Айрис одним махом выпалила так много, что у Антонии самой чуть не перехватило дыхание. Казалось, Айрис чем-то необычайно взволнована. Вряд ли брак с уравновешенным стариной Саймоном мог на нее так подействовать.
— Я постараюсь, — пообещала Антония.
Хорошо, что в полупустом доме появятся новые люди и заполнят его своими голосами. Заодно выяснится, слышат ли другие непонятные звуки и увидят ли они здесь что-нибудь необычное.
— Я знала, что на тебя можно положиться, — благодарно сказала Айрис взволнованным голосом. — Как хорошо, что ты здесь! Но ты правда уверена, что после падения с тобой все в порядке? Еще эта шишка на голове…
— Моя голова в полном порядке.
— Слава богу. Я все-гаки очень прошу тебя, будь поосторожнее. И, пожалуйста, обещай мне до нашего возвращения оставаться у Конроев. Вот еще Саймон хочет тебе что-то сказать. В следующую секунду она услышала в трубке спокойный голос Саймона:
— Алло, Антония. Мне очень жаль, что ты упала. Как там птички?
— Отлично, Саймон.
— А Джонни?
— О! Он приготовил тебе сюрприз. Выучил новое слово.

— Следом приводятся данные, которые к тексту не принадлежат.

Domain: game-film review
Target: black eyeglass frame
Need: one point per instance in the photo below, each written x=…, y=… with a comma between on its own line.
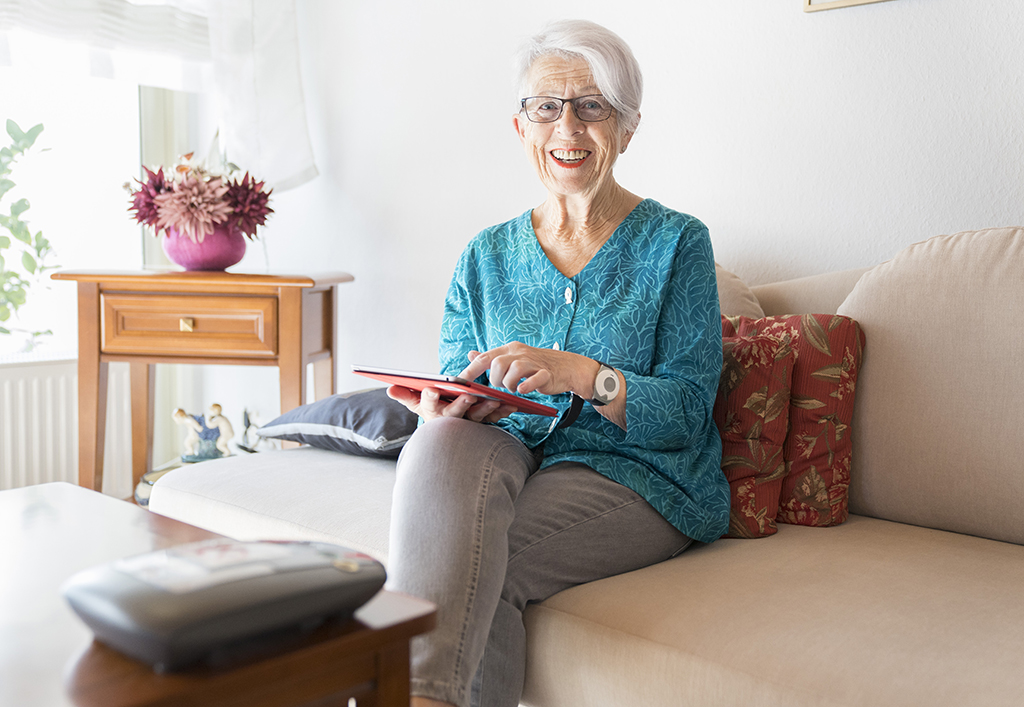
x=561, y=108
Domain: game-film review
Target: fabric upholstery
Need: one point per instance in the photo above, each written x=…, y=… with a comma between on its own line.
x=752, y=411
x=821, y=293
x=938, y=420
x=364, y=422
x=868, y=613
x=818, y=448
x=294, y=494
x=734, y=297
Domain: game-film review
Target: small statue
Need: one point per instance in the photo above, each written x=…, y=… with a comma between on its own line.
x=207, y=438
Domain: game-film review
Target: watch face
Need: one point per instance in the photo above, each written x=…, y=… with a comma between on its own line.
x=606, y=385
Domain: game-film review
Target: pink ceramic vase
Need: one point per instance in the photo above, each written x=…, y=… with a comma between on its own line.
x=221, y=249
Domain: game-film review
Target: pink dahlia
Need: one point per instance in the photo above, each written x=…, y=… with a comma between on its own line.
x=194, y=206
x=249, y=204
x=143, y=200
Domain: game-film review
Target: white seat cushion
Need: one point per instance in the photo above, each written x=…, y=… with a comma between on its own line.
x=296, y=494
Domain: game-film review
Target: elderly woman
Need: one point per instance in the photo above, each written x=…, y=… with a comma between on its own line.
x=595, y=295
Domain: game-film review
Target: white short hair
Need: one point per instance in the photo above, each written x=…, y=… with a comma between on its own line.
x=611, y=61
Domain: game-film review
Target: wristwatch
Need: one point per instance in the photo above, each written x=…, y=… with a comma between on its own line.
x=605, y=385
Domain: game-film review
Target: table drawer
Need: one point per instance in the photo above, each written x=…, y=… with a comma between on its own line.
x=189, y=325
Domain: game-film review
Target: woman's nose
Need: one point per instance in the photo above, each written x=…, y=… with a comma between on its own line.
x=569, y=121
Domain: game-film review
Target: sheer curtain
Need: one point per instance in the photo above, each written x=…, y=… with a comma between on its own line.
x=243, y=52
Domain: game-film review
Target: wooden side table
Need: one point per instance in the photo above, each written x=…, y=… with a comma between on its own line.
x=147, y=318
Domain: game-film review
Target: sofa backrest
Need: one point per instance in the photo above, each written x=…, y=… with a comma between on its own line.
x=817, y=294
x=939, y=413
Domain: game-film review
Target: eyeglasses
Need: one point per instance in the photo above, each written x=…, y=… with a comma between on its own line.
x=546, y=109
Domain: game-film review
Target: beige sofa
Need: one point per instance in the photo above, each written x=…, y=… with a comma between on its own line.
x=916, y=599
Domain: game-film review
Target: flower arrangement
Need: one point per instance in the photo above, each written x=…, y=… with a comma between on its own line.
x=194, y=199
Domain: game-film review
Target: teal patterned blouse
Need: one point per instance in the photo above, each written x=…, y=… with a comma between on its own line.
x=647, y=304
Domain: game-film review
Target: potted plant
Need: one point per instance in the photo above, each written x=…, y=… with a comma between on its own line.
x=23, y=254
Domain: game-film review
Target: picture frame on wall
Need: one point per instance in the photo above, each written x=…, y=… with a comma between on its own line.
x=815, y=5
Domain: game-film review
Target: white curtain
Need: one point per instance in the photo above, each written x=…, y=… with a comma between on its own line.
x=244, y=52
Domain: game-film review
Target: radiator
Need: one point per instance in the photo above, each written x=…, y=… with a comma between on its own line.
x=39, y=425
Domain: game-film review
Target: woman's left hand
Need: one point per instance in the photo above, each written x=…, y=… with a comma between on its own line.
x=523, y=369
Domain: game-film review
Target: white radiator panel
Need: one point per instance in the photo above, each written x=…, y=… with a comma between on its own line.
x=39, y=425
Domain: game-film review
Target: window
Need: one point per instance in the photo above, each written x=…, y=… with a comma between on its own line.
x=73, y=178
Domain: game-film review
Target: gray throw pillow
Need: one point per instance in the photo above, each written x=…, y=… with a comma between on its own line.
x=366, y=422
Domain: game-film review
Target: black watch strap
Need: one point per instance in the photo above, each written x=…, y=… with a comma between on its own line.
x=572, y=413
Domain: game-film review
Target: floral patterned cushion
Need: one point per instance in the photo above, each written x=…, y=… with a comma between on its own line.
x=752, y=412
x=828, y=349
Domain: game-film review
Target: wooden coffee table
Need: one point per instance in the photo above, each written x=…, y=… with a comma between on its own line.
x=48, y=657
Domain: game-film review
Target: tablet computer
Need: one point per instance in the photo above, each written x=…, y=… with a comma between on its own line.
x=453, y=386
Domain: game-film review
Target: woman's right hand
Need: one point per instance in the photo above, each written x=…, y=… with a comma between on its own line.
x=429, y=405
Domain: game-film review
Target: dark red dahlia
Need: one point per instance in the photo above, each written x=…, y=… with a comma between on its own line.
x=142, y=200
x=249, y=204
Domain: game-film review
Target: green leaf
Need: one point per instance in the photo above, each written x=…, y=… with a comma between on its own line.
x=33, y=134
x=20, y=232
x=19, y=207
x=15, y=132
x=833, y=373
x=806, y=403
x=815, y=334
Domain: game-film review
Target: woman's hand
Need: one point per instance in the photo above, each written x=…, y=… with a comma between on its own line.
x=429, y=405
x=524, y=369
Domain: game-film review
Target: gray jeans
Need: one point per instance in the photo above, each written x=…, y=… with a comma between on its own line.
x=477, y=530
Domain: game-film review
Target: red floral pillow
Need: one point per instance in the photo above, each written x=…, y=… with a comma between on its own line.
x=752, y=414
x=828, y=349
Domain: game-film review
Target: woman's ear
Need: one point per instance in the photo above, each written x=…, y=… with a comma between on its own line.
x=520, y=126
x=627, y=136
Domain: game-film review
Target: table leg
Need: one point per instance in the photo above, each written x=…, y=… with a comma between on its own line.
x=91, y=390
x=142, y=382
x=324, y=378
x=392, y=674
x=291, y=367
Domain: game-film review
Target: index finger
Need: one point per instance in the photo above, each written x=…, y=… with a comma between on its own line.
x=480, y=364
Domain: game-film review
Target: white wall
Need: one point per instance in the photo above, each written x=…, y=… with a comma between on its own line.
x=807, y=141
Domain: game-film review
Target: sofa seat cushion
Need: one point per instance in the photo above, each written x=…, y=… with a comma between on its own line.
x=295, y=494
x=867, y=613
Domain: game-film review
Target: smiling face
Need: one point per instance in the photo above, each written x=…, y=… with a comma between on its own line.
x=571, y=157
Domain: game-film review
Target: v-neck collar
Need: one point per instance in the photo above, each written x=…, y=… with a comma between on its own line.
x=615, y=236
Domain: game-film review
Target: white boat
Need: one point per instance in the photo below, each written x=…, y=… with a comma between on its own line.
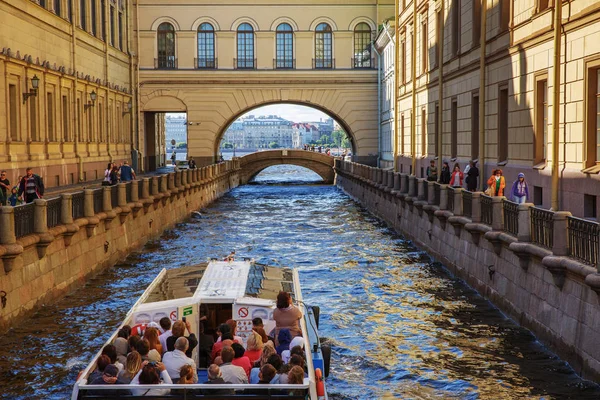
x=220, y=290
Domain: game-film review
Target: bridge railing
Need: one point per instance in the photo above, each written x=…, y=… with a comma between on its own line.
x=559, y=232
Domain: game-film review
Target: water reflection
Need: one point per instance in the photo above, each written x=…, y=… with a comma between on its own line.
x=400, y=326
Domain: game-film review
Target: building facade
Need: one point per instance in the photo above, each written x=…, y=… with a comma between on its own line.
x=508, y=86
x=66, y=105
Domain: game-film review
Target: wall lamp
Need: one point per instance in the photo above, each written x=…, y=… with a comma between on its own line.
x=93, y=97
x=129, y=107
x=35, y=83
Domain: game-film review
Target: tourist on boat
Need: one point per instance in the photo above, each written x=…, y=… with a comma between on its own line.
x=174, y=360
x=151, y=334
x=232, y=373
x=178, y=330
x=254, y=346
x=165, y=326
x=151, y=374
x=132, y=367
x=148, y=354
x=240, y=359
x=286, y=315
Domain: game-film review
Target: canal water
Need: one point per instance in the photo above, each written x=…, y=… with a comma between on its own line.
x=400, y=325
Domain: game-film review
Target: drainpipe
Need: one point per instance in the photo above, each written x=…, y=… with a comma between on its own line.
x=555, y=103
x=482, y=46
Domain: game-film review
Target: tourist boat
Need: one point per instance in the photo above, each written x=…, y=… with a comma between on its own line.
x=220, y=290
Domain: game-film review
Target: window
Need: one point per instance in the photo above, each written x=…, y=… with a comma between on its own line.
x=245, y=47
x=323, y=46
x=50, y=116
x=285, y=47
x=362, y=46
x=206, y=46
x=13, y=112
x=541, y=120
x=503, y=124
x=82, y=14
x=475, y=127
x=166, y=46
x=454, y=129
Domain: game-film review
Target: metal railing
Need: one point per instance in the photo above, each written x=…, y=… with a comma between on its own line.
x=542, y=227
x=467, y=204
x=54, y=212
x=511, y=217
x=584, y=240
x=450, y=196
x=78, y=200
x=98, y=197
x=487, y=213
x=24, y=217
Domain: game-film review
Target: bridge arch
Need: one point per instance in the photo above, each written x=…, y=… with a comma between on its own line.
x=252, y=164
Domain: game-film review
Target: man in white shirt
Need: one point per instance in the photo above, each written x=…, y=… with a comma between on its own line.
x=176, y=359
x=231, y=373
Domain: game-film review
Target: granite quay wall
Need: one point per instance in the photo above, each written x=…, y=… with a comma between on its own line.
x=539, y=267
x=50, y=247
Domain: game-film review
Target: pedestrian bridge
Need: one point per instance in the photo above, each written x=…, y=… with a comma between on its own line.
x=252, y=164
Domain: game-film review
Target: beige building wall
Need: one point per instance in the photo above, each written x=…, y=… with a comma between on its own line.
x=54, y=132
x=519, y=60
x=215, y=98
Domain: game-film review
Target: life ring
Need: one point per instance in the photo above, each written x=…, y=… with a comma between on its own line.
x=138, y=330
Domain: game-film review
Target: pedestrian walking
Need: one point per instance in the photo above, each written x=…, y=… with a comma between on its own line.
x=496, y=184
x=445, y=175
x=520, y=191
x=432, y=171
x=31, y=186
x=472, y=175
x=457, y=176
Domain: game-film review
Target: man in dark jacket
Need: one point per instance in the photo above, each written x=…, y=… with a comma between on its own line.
x=31, y=186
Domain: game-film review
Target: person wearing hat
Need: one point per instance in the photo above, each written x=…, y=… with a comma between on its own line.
x=520, y=192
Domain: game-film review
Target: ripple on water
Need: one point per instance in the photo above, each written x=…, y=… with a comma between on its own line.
x=400, y=326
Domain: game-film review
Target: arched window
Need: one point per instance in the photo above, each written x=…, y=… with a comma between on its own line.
x=285, y=47
x=362, y=46
x=166, y=46
x=245, y=50
x=206, y=46
x=323, y=46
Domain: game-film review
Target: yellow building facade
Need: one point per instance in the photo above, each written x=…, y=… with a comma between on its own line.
x=514, y=74
x=77, y=53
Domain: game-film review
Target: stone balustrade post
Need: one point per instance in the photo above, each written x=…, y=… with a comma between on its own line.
x=7, y=225
x=106, y=199
x=560, y=237
x=476, y=207
x=458, y=201
x=498, y=213
x=145, y=188
x=135, y=191
x=443, y=197
x=122, y=194
x=66, y=207
x=40, y=216
x=88, y=203
x=524, y=222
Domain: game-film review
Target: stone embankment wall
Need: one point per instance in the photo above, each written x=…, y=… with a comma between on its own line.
x=537, y=266
x=50, y=247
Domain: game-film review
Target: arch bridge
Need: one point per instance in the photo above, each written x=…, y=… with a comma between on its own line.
x=320, y=163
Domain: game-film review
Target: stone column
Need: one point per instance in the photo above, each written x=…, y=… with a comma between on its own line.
x=497, y=213
x=560, y=237
x=88, y=203
x=476, y=207
x=122, y=194
x=66, y=207
x=106, y=200
x=524, y=228
x=7, y=225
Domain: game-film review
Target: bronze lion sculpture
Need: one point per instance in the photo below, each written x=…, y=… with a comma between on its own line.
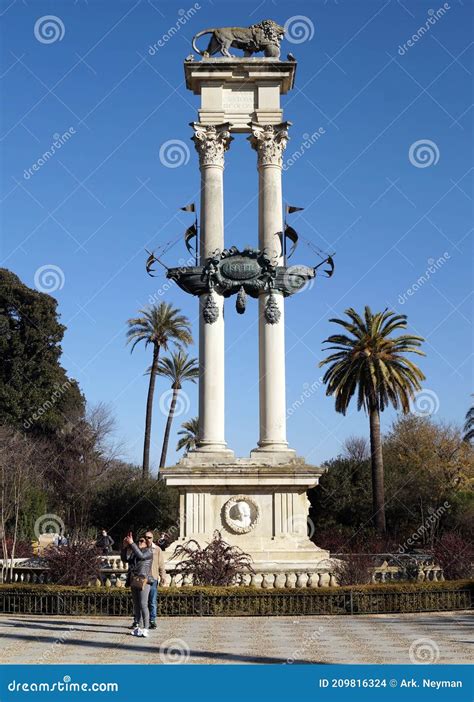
x=264, y=36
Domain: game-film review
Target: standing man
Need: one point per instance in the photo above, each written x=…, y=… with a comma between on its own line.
x=157, y=571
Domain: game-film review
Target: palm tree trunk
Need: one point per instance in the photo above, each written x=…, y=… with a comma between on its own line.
x=169, y=421
x=149, y=412
x=378, y=500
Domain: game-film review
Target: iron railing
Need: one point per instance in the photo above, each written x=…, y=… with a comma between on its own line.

— Не может быть! — изумился Саймон. — Какое?
— Поторапливайся.
— Да что ты! Ну и шельмец! Вот это да! — Саймон довольно хихикнул. — За моей-то спиной! Надо же, Айрис, Джонни научился говорить «поторапливайся». Извини, Антония, я рассказывал Айрис. Она говорит, что нам тоже надо последовать совету Джонни.
— Ты счастлив, Саймон? — весело спросила Антония.
— Еще бы! Я даже поверить не могу! — Казалось, кузен был смущен. — В самом деле, мне просто не верится.
Как странно, думала Антония, повесив трубку. Счастье Саймона кажется каким-то ненастоящим. Он ослеплен, поражен и как будто даже сбит с толку. Конечно, Айрис со своим изощренным умом всегда будет его превосходить и приводить в недоумение. Пожалуй, с такой женой ему будет непросто. Вот он уже и прибегает за успокоением к своим птичкам.